Откуда нам это знать?
Мне и Хезер восемнадцать лет, Мэйси семнадцать, и мы прожили слишком мало, чтобы иметь кругозор, необходимый для такой работы – и для принятия таких решений. Наших точек зрения и жизненного опыта на самом деле недостаточно для того, чтобы иметь относительно объективное представление о мире, не так ли?
Но действительно ли наша точка зрения чем-то хуже, чем точка зрения Куратора? Она богиня, которая была заперта здесь чуть ли не с начала времен.
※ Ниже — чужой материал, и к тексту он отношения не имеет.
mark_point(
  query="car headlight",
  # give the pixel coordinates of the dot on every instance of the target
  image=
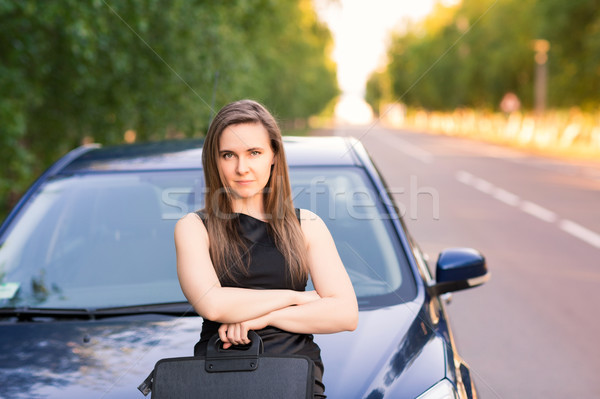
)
(442, 390)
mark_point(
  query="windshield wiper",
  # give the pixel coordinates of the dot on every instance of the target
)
(26, 313)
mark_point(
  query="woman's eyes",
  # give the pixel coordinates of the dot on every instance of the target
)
(229, 155)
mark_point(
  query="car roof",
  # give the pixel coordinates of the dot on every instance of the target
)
(187, 154)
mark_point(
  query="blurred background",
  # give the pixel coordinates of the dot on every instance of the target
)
(484, 117)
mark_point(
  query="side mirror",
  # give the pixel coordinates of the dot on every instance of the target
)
(458, 269)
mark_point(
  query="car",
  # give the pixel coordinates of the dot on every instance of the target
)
(90, 301)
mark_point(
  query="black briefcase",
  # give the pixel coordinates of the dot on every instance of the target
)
(232, 373)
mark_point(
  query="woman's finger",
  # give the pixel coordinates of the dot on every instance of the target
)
(223, 335)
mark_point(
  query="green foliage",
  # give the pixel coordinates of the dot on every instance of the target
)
(74, 69)
(471, 54)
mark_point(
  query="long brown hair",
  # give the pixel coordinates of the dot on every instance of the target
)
(227, 248)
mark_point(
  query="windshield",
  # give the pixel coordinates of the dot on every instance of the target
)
(106, 239)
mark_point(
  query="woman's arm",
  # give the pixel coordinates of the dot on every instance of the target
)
(336, 310)
(200, 283)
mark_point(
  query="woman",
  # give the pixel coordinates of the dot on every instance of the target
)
(243, 261)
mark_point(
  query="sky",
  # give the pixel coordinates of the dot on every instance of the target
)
(361, 31)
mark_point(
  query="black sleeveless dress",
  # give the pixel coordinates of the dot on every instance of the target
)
(267, 270)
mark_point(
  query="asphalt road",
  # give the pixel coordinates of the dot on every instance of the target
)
(533, 330)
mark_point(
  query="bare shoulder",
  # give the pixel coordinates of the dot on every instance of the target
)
(312, 225)
(190, 224)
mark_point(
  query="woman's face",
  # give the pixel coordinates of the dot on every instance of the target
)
(245, 159)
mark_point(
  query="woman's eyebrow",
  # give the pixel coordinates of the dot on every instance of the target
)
(247, 150)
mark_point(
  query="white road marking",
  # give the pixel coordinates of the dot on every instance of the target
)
(538, 211)
(506, 196)
(464, 177)
(580, 232)
(531, 208)
(483, 185)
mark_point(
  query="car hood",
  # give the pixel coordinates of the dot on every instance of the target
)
(391, 347)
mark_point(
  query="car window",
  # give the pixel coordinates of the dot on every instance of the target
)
(106, 239)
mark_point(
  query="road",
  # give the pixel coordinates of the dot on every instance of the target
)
(531, 331)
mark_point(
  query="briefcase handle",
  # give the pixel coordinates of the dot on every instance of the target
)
(236, 358)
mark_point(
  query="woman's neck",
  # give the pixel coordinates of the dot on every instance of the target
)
(253, 208)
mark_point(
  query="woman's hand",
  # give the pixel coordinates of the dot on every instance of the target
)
(237, 333)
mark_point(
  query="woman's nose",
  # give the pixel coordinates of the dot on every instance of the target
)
(242, 166)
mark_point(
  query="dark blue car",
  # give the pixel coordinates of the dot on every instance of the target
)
(89, 296)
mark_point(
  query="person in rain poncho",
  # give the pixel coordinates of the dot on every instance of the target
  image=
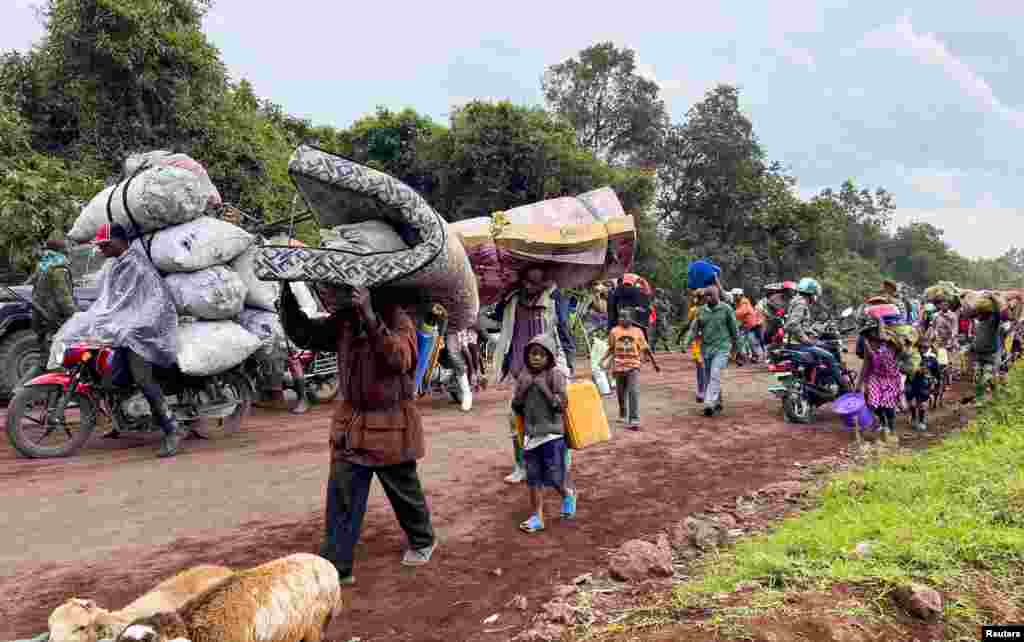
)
(140, 323)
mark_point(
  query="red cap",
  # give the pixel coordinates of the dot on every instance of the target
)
(103, 234)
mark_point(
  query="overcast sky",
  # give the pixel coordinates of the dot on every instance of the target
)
(915, 96)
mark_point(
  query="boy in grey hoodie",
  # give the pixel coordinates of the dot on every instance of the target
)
(541, 400)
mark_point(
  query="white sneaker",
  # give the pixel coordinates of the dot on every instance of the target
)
(466, 393)
(518, 476)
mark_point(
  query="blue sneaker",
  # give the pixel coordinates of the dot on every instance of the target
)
(568, 505)
(534, 524)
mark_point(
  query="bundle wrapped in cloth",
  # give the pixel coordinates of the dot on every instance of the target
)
(182, 261)
(974, 302)
(161, 189)
(379, 233)
(943, 291)
(577, 240)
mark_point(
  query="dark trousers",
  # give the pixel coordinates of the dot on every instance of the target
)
(141, 373)
(347, 490)
(627, 387)
(659, 333)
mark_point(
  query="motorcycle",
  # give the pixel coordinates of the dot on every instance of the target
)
(805, 379)
(321, 373)
(69, 403)
(318, 370)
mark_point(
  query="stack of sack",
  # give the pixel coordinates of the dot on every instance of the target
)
(974, 302)
(207, 265)
(578, 240)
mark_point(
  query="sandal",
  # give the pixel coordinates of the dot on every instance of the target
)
(534, 524)
(568, 505)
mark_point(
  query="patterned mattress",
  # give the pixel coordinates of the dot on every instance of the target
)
(429, 264)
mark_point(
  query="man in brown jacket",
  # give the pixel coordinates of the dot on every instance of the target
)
(376, 427)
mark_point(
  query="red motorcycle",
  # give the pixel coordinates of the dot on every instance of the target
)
(320, 371)
(55, 414)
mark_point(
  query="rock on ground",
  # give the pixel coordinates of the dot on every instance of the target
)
(637, 560)
(919, 600)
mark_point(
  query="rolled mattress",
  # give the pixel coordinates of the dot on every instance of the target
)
(431, 265)
(577, 240)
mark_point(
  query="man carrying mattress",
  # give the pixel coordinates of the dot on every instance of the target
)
(376, 429)
(113, 242)
(530, 310)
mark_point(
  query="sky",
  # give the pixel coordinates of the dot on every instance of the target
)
(915, 96)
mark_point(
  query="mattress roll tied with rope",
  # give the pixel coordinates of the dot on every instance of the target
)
(377, 232)
(577, 240)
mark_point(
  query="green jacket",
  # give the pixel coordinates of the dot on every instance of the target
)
(52, 292)
(716, 327)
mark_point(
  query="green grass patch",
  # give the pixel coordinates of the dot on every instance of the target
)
(929, 515)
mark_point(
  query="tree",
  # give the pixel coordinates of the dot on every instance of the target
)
(710, 171)
(616, 114)
(117, 76)
(865, 216)
(39, 194)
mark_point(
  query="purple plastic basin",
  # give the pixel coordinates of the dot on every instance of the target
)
(853, 408)
(849, 403)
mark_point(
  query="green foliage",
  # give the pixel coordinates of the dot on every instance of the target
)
(112, 77)
(38, 193)
(614, 112)
(930, 514)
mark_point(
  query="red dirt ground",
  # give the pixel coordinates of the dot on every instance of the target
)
(113, 521)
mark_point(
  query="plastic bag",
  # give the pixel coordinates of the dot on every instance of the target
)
(197, 245)
(57, 347)
(212, 347)
(261, 294)
(157, 198)
(134, 309)
(214, 293)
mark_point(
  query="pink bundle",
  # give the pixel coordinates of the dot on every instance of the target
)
(577, 241)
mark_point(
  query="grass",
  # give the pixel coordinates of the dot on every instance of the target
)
(931, 515)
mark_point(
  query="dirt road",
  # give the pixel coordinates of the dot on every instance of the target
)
(114, 520)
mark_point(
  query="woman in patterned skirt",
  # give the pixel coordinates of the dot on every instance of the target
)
(880, 378)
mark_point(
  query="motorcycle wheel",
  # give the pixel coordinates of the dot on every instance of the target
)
(324, 391)
(797, 409)
(77, 424)
(236, 387)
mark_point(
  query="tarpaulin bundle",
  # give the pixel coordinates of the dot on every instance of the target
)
(577, 241)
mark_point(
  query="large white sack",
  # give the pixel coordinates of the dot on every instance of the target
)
(261, 294)
(165, 158)
(158, 198)
(212, 347)
(215, 293)
(198, 245)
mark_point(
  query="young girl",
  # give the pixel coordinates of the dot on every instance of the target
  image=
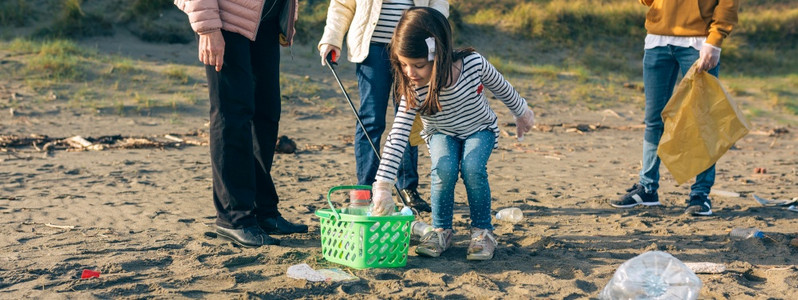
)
(447, 87)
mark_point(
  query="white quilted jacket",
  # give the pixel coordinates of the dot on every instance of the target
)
(239, 16)
(359, 18)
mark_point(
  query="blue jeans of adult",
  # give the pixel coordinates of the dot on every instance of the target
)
(468, 158)
(661, 69)
(374, 79)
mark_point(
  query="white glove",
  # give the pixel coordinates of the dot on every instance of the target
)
(709, 57)
(524, 123)
(326, 49)
(381, 199)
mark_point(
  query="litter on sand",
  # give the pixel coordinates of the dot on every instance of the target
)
(706, 267)
(791, 205)
(304, 271)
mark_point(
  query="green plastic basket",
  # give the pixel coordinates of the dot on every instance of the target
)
(363, 242)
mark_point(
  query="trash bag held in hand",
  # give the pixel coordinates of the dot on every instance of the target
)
(701, 123)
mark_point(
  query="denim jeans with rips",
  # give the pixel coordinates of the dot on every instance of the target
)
(374, 79)
(468, 158)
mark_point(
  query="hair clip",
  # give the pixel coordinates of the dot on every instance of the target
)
(430, 48)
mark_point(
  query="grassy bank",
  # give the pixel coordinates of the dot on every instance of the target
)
(572, 52)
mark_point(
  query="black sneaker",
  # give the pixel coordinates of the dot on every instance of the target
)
(415, 201)
(699, 205)
(636, 196)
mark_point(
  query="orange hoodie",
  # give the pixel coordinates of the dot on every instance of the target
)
(711, 18)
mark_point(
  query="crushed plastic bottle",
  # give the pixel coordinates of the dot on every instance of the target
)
(419, 228)
(746, 233)
(512, 215)
(652, 275)
(358, 202)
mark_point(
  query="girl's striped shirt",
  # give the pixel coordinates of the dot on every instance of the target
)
(390, 12)
(465, 111)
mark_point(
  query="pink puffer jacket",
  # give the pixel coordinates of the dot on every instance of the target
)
(239, 16)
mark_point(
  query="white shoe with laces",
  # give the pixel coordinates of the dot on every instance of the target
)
(482, 245)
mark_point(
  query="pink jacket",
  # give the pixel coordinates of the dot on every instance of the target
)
(239, 16)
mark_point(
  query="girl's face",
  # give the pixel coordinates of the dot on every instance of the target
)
(418, 70)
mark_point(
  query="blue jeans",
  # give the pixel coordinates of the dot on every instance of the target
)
(469, 158)
(661, 69)
(374, 79)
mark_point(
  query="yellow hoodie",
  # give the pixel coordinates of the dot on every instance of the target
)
(711, 18)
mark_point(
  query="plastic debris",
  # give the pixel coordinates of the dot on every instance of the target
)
(706, 267)
(652, 275)
(304, 271)
(724, 193)
(89, 274)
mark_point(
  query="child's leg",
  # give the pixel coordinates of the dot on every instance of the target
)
(445, 153)
(476, 151)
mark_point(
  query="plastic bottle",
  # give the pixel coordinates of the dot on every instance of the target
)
(419, 228)
(512, 215)
(405, 211)
(358, 202)
(652, 275)
(746, 233)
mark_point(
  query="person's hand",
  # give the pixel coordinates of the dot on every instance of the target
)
(381, 198)
(211, 49)
(325, 50)
(708, 57)
(524, 123)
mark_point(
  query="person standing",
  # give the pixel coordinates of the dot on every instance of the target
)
(680, 33)
(369, 26)
(239, 43)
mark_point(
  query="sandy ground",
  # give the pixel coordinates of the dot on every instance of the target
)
(143, 217)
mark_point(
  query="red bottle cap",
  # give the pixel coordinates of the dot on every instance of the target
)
(89, 274)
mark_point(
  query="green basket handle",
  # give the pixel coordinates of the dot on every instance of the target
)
(343, 187)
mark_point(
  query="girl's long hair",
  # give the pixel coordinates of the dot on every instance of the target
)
(416, 25)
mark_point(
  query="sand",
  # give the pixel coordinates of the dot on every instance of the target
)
(144, 218)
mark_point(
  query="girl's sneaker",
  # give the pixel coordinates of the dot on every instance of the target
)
(435, 242)
(482, 246)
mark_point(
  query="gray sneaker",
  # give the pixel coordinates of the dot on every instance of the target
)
(435, 242)
(482, 245)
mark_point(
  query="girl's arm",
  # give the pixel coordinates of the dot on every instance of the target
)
(495, 82)
(396, 143)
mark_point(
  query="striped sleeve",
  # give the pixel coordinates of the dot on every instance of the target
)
(503, 90)
(396, 143)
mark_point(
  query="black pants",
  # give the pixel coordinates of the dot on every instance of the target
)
(244, 118)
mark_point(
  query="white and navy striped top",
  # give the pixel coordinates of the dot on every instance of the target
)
(390, 12)
(464, 111)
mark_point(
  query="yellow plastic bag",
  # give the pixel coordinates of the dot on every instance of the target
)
(415, 132)
(701, 123)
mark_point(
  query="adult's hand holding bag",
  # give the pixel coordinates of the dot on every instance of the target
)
(701, 123)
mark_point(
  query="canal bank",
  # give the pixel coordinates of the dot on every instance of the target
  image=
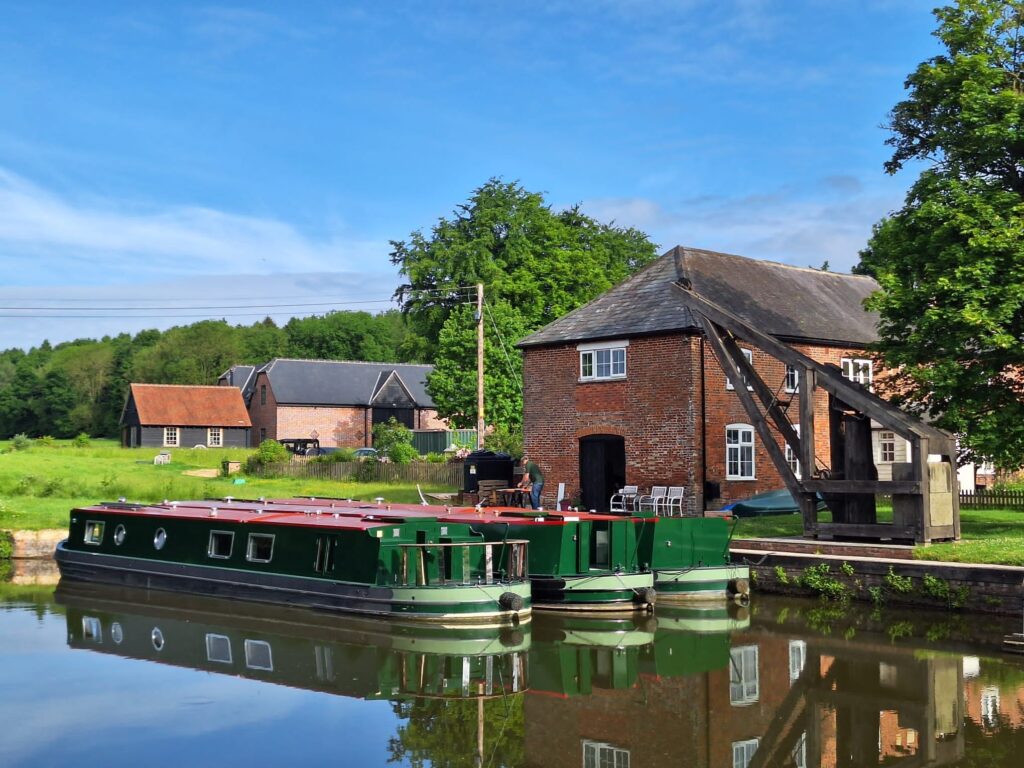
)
(882, 574)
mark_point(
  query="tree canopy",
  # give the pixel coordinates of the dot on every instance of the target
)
(950, 262)
(537, 264)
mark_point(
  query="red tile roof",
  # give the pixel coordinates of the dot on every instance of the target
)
(176, 406)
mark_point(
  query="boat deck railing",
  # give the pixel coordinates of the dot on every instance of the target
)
(452, 563)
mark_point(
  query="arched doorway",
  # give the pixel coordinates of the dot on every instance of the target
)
(602, 469)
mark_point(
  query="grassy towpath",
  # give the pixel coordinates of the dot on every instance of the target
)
(989, 536)
(39, 485)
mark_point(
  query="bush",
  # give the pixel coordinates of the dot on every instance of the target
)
(269, 452)
(505, 440)
(402, 453)
(390, 433)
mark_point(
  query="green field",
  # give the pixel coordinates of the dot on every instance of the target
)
(39, 485)
(989, 536)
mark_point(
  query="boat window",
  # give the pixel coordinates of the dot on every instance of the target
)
(260, 548)
(94, 531)
(218, 648)
(258, 655)
(220, 544)
(92, 629)
(325, 555)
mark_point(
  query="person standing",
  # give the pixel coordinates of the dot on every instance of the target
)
(532, 478)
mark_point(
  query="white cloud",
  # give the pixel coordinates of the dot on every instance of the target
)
(829, 221)
(46, 239)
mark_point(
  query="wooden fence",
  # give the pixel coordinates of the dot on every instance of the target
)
(449, 475)
(992, 499)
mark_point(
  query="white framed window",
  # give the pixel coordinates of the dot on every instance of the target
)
(791, 457)
(259, 655)
(220, 544)
(600, 755)
(749, 354)
(887, 446)
(739, 452)
(744, 687)
(218, 648)
(860, 370)
(94, 531)
(798, 657)
(602, 361)
(92, 629)
(742, 752)
(260, 548)
(990, 707)
(792, 379)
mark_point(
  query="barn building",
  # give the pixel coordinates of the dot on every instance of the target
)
(625, 390)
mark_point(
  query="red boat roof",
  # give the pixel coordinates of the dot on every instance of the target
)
(203, 510)
(463, 514)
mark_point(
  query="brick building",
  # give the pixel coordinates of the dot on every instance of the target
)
(335, 401)
(626, 390)
(178, 416)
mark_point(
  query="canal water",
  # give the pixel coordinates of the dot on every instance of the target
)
(104, 677)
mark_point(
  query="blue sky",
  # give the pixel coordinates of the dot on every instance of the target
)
(178, 154)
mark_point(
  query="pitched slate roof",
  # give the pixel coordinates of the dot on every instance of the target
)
(343, 382)
(177, 406)
(793, 303)
(243, 377)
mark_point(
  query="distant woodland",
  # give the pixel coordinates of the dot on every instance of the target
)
(80, 386)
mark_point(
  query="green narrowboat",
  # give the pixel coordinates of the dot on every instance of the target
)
(577, 561)
(689, 557)
(346, 655)
(414, 567)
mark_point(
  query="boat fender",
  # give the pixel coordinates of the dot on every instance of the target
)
(510, 601)
(739, 587)
(646, 596)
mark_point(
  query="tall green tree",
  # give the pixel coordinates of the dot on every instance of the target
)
(537, 264)
(950, 263)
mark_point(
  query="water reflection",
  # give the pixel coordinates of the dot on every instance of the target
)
(785, 683)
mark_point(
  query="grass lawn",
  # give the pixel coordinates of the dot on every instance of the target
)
(40, 485)
(989, 536)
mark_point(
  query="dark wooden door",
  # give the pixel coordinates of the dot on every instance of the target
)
(602, 469)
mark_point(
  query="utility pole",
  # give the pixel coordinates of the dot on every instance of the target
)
(479, 366)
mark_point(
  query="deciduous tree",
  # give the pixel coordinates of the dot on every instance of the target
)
(950, 262)
(537, 264)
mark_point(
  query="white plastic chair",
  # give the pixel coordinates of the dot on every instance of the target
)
(672, 504)
(624, 500)
(650, 502)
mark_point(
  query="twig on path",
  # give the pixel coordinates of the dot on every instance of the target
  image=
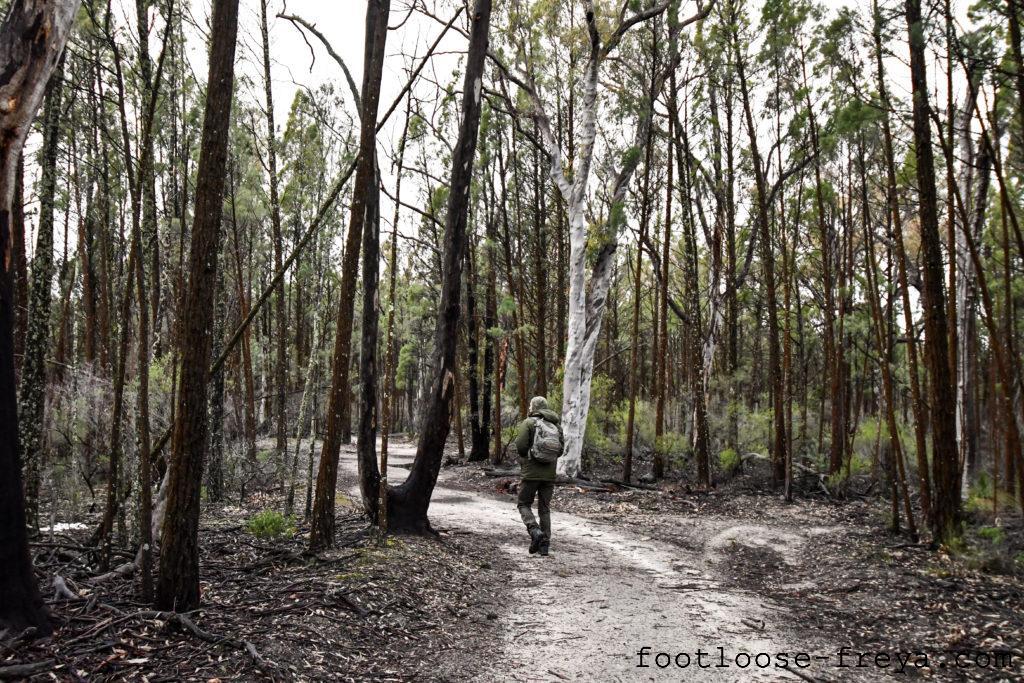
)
(25, 670)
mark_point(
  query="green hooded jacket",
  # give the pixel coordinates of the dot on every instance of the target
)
(531, 469)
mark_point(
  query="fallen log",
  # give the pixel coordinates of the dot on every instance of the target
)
(16, 671)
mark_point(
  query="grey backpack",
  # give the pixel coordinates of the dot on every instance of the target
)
(547, 446)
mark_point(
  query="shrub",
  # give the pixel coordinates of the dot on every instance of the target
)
(729, 461)
(994, 535)
(270, 524)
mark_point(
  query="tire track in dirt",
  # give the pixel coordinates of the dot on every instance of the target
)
(585, 611)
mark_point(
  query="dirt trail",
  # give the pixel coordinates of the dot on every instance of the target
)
(585, 611)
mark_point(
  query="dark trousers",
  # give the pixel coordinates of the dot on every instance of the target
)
(542, 491)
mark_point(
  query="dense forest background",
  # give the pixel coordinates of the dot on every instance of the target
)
(714, 233)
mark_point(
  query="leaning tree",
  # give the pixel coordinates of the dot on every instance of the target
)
(32, 40)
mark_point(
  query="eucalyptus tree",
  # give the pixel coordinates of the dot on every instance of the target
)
(32, 40)
(588, 296)
(177, 584)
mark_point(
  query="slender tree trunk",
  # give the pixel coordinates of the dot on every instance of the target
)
(916, 397)
(338, 428)
(32, 397)
(177, 585)
(768, 263)
(20, 266)
(389, 359)
(408, 504)
(945, 461)
(281, 319)
(663, 332)
(32, 39)
(638, 274)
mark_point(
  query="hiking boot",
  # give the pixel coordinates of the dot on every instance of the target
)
(537, 537)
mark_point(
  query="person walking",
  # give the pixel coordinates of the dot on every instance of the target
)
(540, 443)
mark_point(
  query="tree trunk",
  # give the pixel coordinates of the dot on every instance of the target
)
(768, 263)
(281, 321)
(20, 266)
(177, 585)
(945, 461)
(916, 397)
(408, 504)
(338, 429)
(32, 397)
(32, 39)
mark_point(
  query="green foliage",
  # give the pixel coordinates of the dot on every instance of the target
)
(729, 461)
(406, 370)
(672, 443)
(643, 423)
(270, 524)
(993, 535)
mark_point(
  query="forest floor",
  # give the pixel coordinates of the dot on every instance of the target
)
(731, 573)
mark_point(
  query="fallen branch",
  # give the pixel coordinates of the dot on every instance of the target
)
(25, 670)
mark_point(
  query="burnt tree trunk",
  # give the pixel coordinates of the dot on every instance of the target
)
(322, 524)
(177, 584)
(32, 39)
(32, 394)
(408, 504)
(945, 459)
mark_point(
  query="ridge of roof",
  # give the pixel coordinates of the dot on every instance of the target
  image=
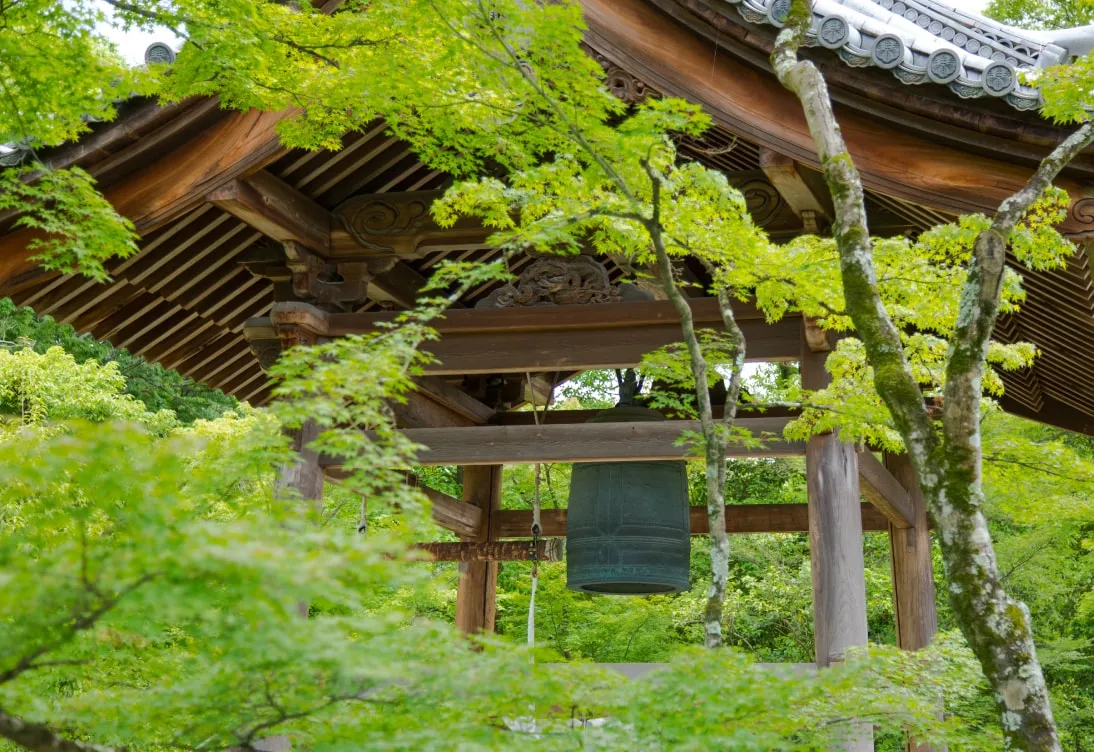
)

Да, она все видела из этого зала, но познала ли она сама хоть что-нибудь?
От этой мысли мне становится грустно, это расстраивает и беспокоит меня. Есть старое изречение о том, что историю пишут победители (и делают это несправедливо). Но это, как мне кажется, еще хуже – впечатление такое, будто историю пишут люди, которые даже никогда не были на поле боя.
Но мои мысли прерываются, когда Хезер пронзительно вскрикивает – и тут же разражается слезами.
– Хезер! Что с тобой? – Я роняю ручку и бросаюсь к ней. Но прежде чем я успеваю сделать два шага, на моих экранах взрывается что-то еще. А поскольку я на несколько секунд отвела от них взгляд, я понятия не имею, что это было.
Мне хочется послать все это к черту, ведь я нужна Хезер, но этот взрыв кажется мне важным. Как и ураган, который сейчас формируется над Атлантическим океаном.
Черт!
– Ты в порядке? – кричу я ей, подавшись вперед, чтобы попытаться разглядеть последствия взрыва на вдруг ставшем цветным экране телевизора передо мной. – В чем дело?
Хезер не отвечает, и, бросив на нее взгляд, я вижу, что она по-прежнему пишет, несмотря на то что по ее лицу текут слезы.
Я бросаю взгляд на ее экраны, хотя и не могу себе этого позволить, и, когда фокусируюсь на том из них, который из черно-белого стал цветным, мне становится ясно, что так расстроило ее. В Марокко произошла ужасная авария со школьным автобусом, в которой погибли и были тяжело ранены десятки маленьких детей.
– О, Хезер, – говорю я. – Мне так жаль.
– Эта работа просто отстой, – ворчит она. – И весь этот гребаный мир отстой! Какого черта мы все время лезем вон из кожи, чтобы спасти его?
Она машет рукой в сторону экранов, чтобы подчеркнуть смысл сказанного. И я понимаю, что она имеет в виду. Господи, как я ее понимаю. Сидя здесь и глядя на все это, я вспоминаю, как мои родители, когда мне было двенадцать или тринадцать лет, отвезли меня в Вашингтон, округ Колумбия, и сводили во множество клевых музеев. Один из них был посвящен всему, что имело отношение к новостям. Там была куча классных экспозиций, но больше всего мне запомнилась та из них, которая включала в себя все фотографии, получившие Пулитцеровскую премию. Все лучшее и все худшее в человеческой природе, собранное на одной стене.